Cyprus president: nation will not leave euro

Cyprus’ president has pledged to keep the nation in the euro, saying an EU bailout had "contained the financial crisis." On Saturday depositors at the Bank of Cyprus are expected to discover how much they stand to lose.

President Nicos Anastasiades told a conference of civil servants in Nicosia on Friday that Cyprus "will not leave the euro."

By accepting the tough bailout conditions set by the European Union, European Central Bank and International Monetary Fund earlier this week, his government had achieved the best possible outcome for the country under the circumstances, he said.

"We have averted the risk of bankruptcy," Anastasiades said. "The situation, despite the tragedy of it all, is contained."

However the president criticized the so-called troika of lenders for making "unprecedented demands that forced Cyprus to become an experiment."

In order to secure the 10-billion-euro ($13 billion) bailout, Cyprus had to come up with 5.8 billion on its own, which is to be raised through a hefty levy on bank account deposits of 100,000 euros or more.

Depositors await confirmation of losses

Laiki, or Popular Bank, is to be wound up under the terms of the bailout, and deposits there over that amount could be lost altogether.

At the Bank of Cyprus, the country's largest lender, officials had previously spoken of a loss to big depositors of 30 to 40 percent. According to a report broadcast on private broadcaster Sigma TV on Friday, however, that figure could be considerably higher.

It cited a copy of what it said was a central bank decree stipulating thatdepositors in the bank will get shares in the bank worth 37.5 percent of their deposits over 100,000 euros, while the rest of their deposits may never be paid back. The conditions of the losses are expected to be formally announced on Saturday.

The idea of dipping into private bank accounts to finance a bailout is unprecedented in the eurozone and it has raised questions about the security of people's savings in some of the 17 nations that use the euro as their currency.

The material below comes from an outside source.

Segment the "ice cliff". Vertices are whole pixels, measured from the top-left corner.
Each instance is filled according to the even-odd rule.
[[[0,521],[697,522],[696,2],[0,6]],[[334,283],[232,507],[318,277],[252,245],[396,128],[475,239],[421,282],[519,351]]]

A previous plan, which would have seen a one-time tax of a minimum 6.75 percent on all Cypriot bank account savings, no matter how small, had been voted down by the country's lawmakers last week.

Meanwhile, commercial banks in Cyprus returned to normal business hours on Friday, a day after they reopened under heavy security for the first time in almost two weeks. Cyprus’ central bank later lifted curbs on domestic credit card payments.